"Dreckig, aber es hat was" Mauerpark wird Massenspektakel
09.05.2011, 07:40 UhrDie Touristen kommen in Scharen. Das Karaoke und der Flohmarkt im Berliner Mauerpark sind zum Massenspektakel geworden. Ist es mit dem alternativen Leben bald vorbei?

Der Mauerpark, bis vor einigen Monaten noch ein Geheimtipp für alternative Freizeitgestaltung, ...
(Foto: dpa)
Wohl nirgendwo ist Berlin so bunt wie an einem Sonntag im Mauerpark. Hippie-Mädchen verkaufen am Eingang des Flohmarkts selbstgebackene Cupcakes. Ein paar Schritte weiter tanzen Michael-Jackson-Fans, nebenan trommelt sich eine Gruppe in Ekstase. Gekrönt wird der Freiluftzirkus von einer allsonntäglichen Karaoke-Show: Bestimmt 2000 Menschen sehen zu, wie sich Hobby-Sänger zum Affen machen - oder auch nicht. Punks, Jongleure, Touristen, die sogenannten Latte-Macchiato-Mütter: Alle sind da.
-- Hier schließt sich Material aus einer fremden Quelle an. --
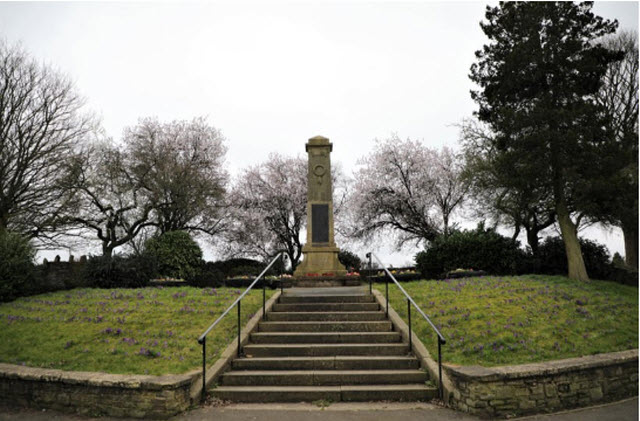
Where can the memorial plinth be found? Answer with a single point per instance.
(320, 251)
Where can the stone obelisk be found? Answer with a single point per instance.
(320, 251)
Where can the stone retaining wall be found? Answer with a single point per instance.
(96, 393)
(138, 396)
(544, 387)
(530, 388)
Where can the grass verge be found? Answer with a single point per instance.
(492, 321)
(132, 331)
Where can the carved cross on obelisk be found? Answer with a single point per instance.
(320, 251)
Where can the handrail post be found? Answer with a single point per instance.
(264, 299)
(386, 288)
(369, 273)
(440, 392)
(204, 369)
(239, 345)
(409, 313)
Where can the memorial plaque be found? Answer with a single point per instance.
(320, 223)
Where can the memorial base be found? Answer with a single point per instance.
(320, 261)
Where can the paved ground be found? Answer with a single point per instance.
(626, 410)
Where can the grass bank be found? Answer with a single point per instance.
(132, 331)
(505, 320)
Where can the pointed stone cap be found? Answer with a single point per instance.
(319, 141)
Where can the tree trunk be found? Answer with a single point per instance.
(516, 233)
(577, 269)
(630, 232)
(533, 240)
(107, 250)
(446, 225)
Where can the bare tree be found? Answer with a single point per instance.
(619, 96)
(181, 166)
(109, 199)
(40, 124)
(450, 188)
(269, 209)
(405, 188)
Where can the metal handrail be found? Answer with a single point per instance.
(441, 340)
(202, 339)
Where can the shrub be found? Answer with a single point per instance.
(552, 258)
(349, 260)
(250, 267)
(119, 271)
(479, 249)
(245, 270)
(176, 254)
(207, 276)
(17, 270)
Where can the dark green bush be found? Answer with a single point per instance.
(17, 271)
(176, 254)
(479, 249)
(246, 270)
(240, 266)
(207, 276)
(349, 260)
(119, 271)
(552, 258)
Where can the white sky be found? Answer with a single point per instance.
(271, 75)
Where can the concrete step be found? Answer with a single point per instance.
(308, 307)
(309, 350)
(293, 299)
(324, 337)
(327, 363)
(375, 326)
(400, 392)
(349, 316)
(321, 377)
(392, 392)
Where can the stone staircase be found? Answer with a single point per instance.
(332, 344)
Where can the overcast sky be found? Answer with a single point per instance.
(271, 75)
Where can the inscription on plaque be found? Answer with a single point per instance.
(320, 223)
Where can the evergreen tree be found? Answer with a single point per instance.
(539, 76)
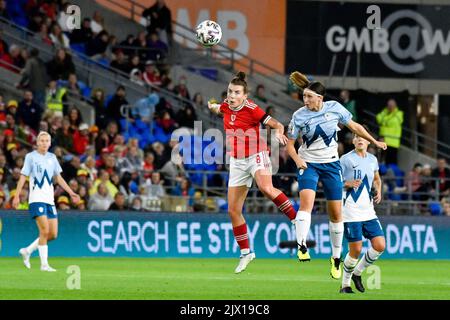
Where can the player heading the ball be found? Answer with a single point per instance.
(249, 158)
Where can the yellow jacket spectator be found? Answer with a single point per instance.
(104, 177)
(390, 121)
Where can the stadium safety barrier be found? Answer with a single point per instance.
(177, 235)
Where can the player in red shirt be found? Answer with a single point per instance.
(249, 159)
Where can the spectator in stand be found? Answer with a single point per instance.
(12, 60)
(154, 188)
(56, 98)
(120, 62)
(43, 35)
(144, 109)
(81, 139)
(84, 34)
(424, 192)
(184, 189)
(159, 20)
(140, 45)
(413, 178)
(442, 173)
(157, 49)
(70, 167)
(96, 47)
(136, 77)
(390, 121)
(349, 104)
(64, 136)
(58, 38)
(63, 203)
(186, 116)
(63, 16)
(34, 77)
(73, 85)
(134, 158)
(128, 42)
(151, 74)
(199, 103)
(97, 23)
(29, 112)
(135, 63)
(161, 155)
(166, 122)
(136, 204)
(101, 199)
(117, 101)
(75, 118)
(148, 166)
(260, 93)
(112, 48)
(119, 203)
(104, 177)
(61, 66)
(3, 198)
(35, 22)
(89, 166)
(98, 102)
(181, 89)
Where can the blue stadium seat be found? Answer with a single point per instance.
(78, 48)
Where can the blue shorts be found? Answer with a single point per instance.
(353, 231)
(328, 173)
(38, 209)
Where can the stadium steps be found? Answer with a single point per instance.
(9, 91)
(193, 61)
(96, 75)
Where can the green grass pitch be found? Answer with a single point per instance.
(198, 279)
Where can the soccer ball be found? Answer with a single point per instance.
(208, 33)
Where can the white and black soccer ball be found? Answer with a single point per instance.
(208, 33)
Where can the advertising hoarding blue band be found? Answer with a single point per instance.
(132, 234)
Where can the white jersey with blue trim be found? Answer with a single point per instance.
(41, 169)
(319, 130)
(358, 203)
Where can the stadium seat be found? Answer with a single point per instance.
(78, 47)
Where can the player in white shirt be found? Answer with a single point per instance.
(317, 159)
(42, 167)
(360, 172)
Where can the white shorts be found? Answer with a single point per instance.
(242, 171)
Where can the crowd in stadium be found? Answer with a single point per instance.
(111, 168)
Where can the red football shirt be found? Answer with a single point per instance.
(242, 127)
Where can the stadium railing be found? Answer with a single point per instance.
(396, 200)
(221, 55)
(96, 74)
(417, 141)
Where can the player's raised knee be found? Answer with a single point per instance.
(267, 191)
(52, 236)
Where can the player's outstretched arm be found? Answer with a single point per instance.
(20, 184)
(360, 131)
(214, 107)
(274, 124)
(377, 184)
(75, 197)
(299, 162)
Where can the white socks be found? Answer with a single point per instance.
(336, 235)
(33, 246)
(369, 258)
(349, 266)
(43, 254)
(302, 224)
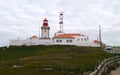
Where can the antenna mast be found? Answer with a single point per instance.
(61, 21)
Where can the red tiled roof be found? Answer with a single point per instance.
(69, 35)
(96, 41)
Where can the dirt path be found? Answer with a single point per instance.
(115, 72)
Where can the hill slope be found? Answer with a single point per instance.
(50, 60)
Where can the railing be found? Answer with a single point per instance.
(106, 66)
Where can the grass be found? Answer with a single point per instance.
(50, 60)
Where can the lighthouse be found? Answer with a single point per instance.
(45, 29)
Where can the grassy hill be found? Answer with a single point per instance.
(50, 60)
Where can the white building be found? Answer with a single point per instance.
(60, 38)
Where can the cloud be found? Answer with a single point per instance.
(23, 18)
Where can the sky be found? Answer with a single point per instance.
(23, 18)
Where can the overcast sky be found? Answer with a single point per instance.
(23, 18)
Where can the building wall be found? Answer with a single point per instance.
(78, 41)
(65, 41)
(45, 32)
(29, 42)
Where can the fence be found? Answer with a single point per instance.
(106, 66)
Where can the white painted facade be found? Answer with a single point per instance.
(29, 42)
(60, 38)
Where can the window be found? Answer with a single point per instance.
(70, 40)
(58, 40)
(82, 39)
(67, 40)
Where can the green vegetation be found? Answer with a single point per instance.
(50, 60)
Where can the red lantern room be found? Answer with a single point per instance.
(45, 22)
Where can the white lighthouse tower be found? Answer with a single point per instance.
(45, 30)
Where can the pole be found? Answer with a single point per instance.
(100, 37)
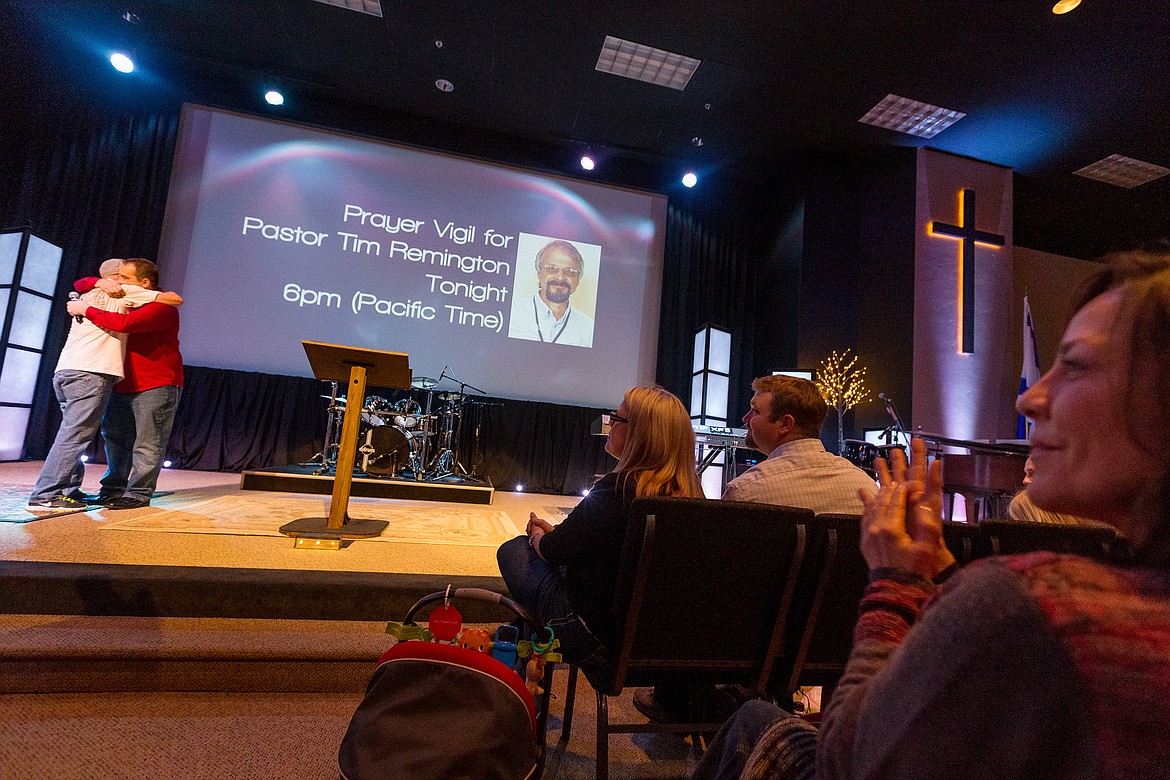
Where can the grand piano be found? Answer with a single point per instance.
(988, 476)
Der Mauerpark, an einem Hügel auf dem ehemaligen Todesstreifen an der Grenze zwischen Wedding und Prenzlauer Berg gelegen, ist gerade der Central Park von Berlin. Aber er hat das Problem, das viele Orte haben, die einmal ein Geheimtipp waren: Wenn ihn zu viele kennen, wird er zum Massenspektakel. Bis zu 45.000 Menschen strömen an manchen Wochenenden durch den Mauerpark. Die Müllberge wachsen, der Rasen verstaubt. Und wie in Berlin üblich, fürchten manche, dass es bald mit dem alternativen Leben vorbei ist und die Luxuswohnungen kommen.
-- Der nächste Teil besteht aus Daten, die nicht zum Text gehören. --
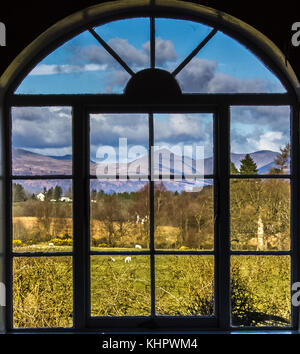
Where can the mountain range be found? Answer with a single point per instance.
(27, 163)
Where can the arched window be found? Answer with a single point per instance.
(152, 174)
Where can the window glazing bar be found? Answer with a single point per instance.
(194, 52)
(111, 51)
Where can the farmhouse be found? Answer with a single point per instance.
(41, 197)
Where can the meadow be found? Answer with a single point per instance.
(43, 288)
(184, 284)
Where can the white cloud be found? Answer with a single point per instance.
(267, 141)
(46, 69)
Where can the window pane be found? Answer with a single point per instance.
(129, 38)
(119, 145)
(226, 66)
(260, 290)
(42, 292)
(183, 143)
(175, 40)
(184, 285)
(119, 215)
(184, 215)
(260, 214)
(41, 141)
(263, 133)
(79, 66)
(42, 216)
(120, 286)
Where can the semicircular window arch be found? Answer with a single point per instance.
(102, 60)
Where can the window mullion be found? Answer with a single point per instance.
(222, 163)
(80, 214)
(295, 197)
(152, 221)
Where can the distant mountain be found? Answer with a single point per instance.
(28, 163)
(64, 157)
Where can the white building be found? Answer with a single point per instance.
(65, 199)
(41, 197)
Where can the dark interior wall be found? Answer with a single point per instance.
(27, 19)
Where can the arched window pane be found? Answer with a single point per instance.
(79, 66)
(130, 39)
(175, 40)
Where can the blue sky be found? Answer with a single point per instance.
(81, 65)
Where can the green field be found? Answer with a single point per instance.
(260, 288)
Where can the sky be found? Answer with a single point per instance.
(82, 65)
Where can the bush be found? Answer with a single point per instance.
(62, 242)
(17, 243)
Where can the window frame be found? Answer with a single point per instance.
(220, 104)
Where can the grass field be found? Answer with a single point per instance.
(43, 288)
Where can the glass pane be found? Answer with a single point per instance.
(79, 66)
(183, 143)
(184, 215)
(175, 40)
(120, 286)
(260, 214)
(184, 285)
(42, 292)
(263, 133)
(41, 141)
(42, 216)
(226, 66)
(129, 38)
(260, 290)
(119, 145)
(119, 215)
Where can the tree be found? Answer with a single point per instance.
(248, 166)
(19, 194)
(49, 194)
(57, 194)
(233, 169)
(282, 161)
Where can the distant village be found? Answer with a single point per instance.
(42, 197)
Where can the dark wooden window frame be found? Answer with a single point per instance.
(219, 104)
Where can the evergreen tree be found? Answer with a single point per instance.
(248, 166)
(19, 194)
(49, 194)
(233, 169)
(57, 194)
(282, 161)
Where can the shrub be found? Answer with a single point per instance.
(62, 242)
(17, 243)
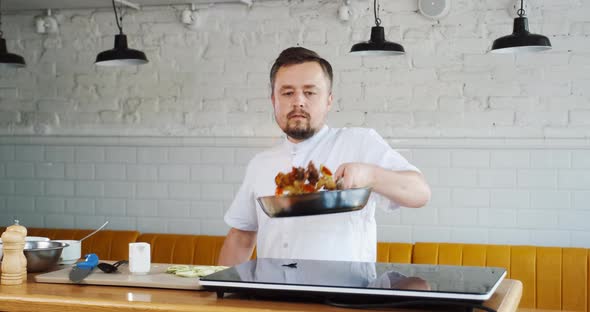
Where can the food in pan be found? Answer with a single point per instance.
(304, 180)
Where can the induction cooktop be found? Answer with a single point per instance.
(343, 279)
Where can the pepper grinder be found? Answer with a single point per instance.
(11, 264)
(16, 227)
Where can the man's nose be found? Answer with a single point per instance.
(299, 99)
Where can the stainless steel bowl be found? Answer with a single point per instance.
(322, 202)
(42, 256)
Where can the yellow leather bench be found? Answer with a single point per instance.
(107, 244)
(553, 278)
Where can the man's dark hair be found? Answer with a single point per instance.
(299, 55)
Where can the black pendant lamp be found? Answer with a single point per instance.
(377, 45)
(521, 40)
(8, 59)
(121, 55)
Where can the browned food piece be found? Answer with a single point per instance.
(301, 180)
(313, 176)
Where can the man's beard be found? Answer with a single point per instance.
(301, 130)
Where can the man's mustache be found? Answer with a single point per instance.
(293, 113)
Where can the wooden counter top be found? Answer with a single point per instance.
(40, 297)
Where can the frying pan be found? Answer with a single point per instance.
(317, 203)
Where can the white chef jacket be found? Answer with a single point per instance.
(347, 236)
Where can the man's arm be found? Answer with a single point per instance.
(406, 188)
(237, 247)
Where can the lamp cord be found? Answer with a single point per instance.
(521, 12)
(117, 18)
(376, 11)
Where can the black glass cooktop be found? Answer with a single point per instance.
(364, 278)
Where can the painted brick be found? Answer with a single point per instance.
(110, 207)
(553, 200)
(394, 233)
(29, 152)
(142, 208)
(59, 188)
(537, 219)
(551, 159)
(207, 209)
(173, 173)
(215, 227)
(431, 234)
(470, 159)
(28, 187)
(19, 170)
(419, 217)
(581, 200)
(477, 198)
(80, 206)
(574, 179)
(6, 152)
(20, 205)
(119, 189)
(207, 173)
(80, 171)
(141, 172)
(184, 155)
(458, 217)
(469, 235)
(510, 199)
(152, 155)
(47, 205)
(457, 177)
(110, 172)
(184, 191)
(510, 159)
(152, 190)
(538, 178)
(550, 238)
(89, 154)
(497, 218)
(497, 178)
(121, 154)
(581, 159)
(6, 187)
(50, 170)
(174, 208)
(59, 153)
(60, 221)
(509, 236)
(432, 158)
(89, 188)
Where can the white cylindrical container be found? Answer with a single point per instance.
(139, 258)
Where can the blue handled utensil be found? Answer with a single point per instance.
(83, 269)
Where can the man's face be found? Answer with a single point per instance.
(301, 99)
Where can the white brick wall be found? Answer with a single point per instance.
(502, 139)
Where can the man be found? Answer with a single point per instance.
(301, 83)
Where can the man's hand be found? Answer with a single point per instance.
(355, 175)
(406, 188)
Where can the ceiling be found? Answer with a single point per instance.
(26, 5)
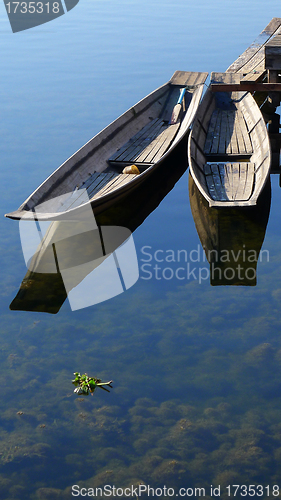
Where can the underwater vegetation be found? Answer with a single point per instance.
(87, 385)
(196, 401)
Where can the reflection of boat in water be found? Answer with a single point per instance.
(72, 251)
(141, 138)
(231, 238)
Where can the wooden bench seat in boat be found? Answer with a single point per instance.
(98, 184)
(230, 181)
(227, 134)
(147, 146)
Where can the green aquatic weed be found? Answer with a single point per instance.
(85, 384)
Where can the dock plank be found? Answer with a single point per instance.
(257, 47)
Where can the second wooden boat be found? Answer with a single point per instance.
(141, 138)
(228, 149)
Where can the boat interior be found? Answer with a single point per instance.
(228, 143)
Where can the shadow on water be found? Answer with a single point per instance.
(231, 238)
(82, 248)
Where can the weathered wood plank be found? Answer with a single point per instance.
(229, 181)
(137, 149)
(210, 132)
(157, 148)
(136, 139)
(245, 133)
(183, 78)
(216, 135)
(120, 180)
(245, 87)
(249, 181)
(223, 133)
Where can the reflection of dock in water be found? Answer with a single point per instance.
(79, 247)
(231, 238)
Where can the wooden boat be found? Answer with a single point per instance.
(228, 148)
(143, 136)
(43, 288)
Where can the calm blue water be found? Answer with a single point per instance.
(196, 369)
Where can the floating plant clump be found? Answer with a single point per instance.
(85, 385)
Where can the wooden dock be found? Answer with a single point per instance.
(260, 73)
Noch funktioniert der Park mit jenem Schmuddel-Charme, den man an der Hauptstadt entweder liebt oder hasst. Er ist ein Lebensentwurf, ein rauer Sehnsuchtsort: so war früher der ganze Prenzlauer Berg. "Irgendwie ist es hier dreckig, aber es hat was", sagt Musiker Matthew aus Neuseeland in einer Film-Doku über den Mauerpark. Besucherin Joyce findet, wenigstens hier sei der Prenzlauer Berg noch nicht so "totsaniert". Den Filmregisseur Dennis Karsten fasziniert, dass sich die Szene ständig verändere. Letztes Jahr hätten die 15- bis 20-Jährigen den Park erobert. Und jetzt? "Man sieht es schon, dass es extrem voll wird."
Zu wenig Platz für alle
Bezirksstadtrat Jens-Holger Kirchner (Grüne) winkt bei der Diskussion über den proppenvollen Park ab. "Dafür ist er gebaut worden." Es seien nicht zu viele Menschen, sondern es sei einfach zu wenig Platz für alle da. "Es ist ein Ort, der wunderschön ist." Und woran liegt es, dass in Berlin die Grünflächen dreckiger sind als in anderen Städten? Kirchner will sich nicht zu gewagten Vermutungen hinreißen lassen. Er deutet aber an, dass ein bisschen mehr Bürgersinn nicht schaden könne.
Immerhin: Künftig sollen unterirdische Mülleimer für mehr Sauberkeit sorgen. Und der acht Hektar große Mauerpark soll erweitert werden. Während dem Land Berlin die Fläche nahe dem Flohmarkt gehört, ist das angrenzende Gebiet Richtung Wedding, ehemaliges Bahngelände, Eigentum der Immobilien-Entwicklungsgesellschaft Vivico. Mehr als die Hälfte dieses Geländes soll laut Vivico zum Park werden, Häuser sind am Rand geplant. "Das ist kein Standort für Luxuswohnungen", versichert Sprecher Wilhelm Brandt.
Bürgerinitiativen und Bezirkspolitiker, darunter neuerdings die Grüne Ex-Ministerin Andrea Fischer, haben ein waches Auge auf den Park, die Wettbewerbsentwürfe und die Baupläne. Wie es weitergeht, wird sich aber wahrscheinlich erst nach der Wahl zum Abgeordnetenhaus im Herbst entscheiden. Und während der Mauerpark schon lange kein Insider-Tipp mehr ist, führt eine neue Hippness-Fährte Richtung Kreuzberg. Der Görlitzer Park, kurz "Görli", sei schwer im Kommen, schwören Berlin-Kenner.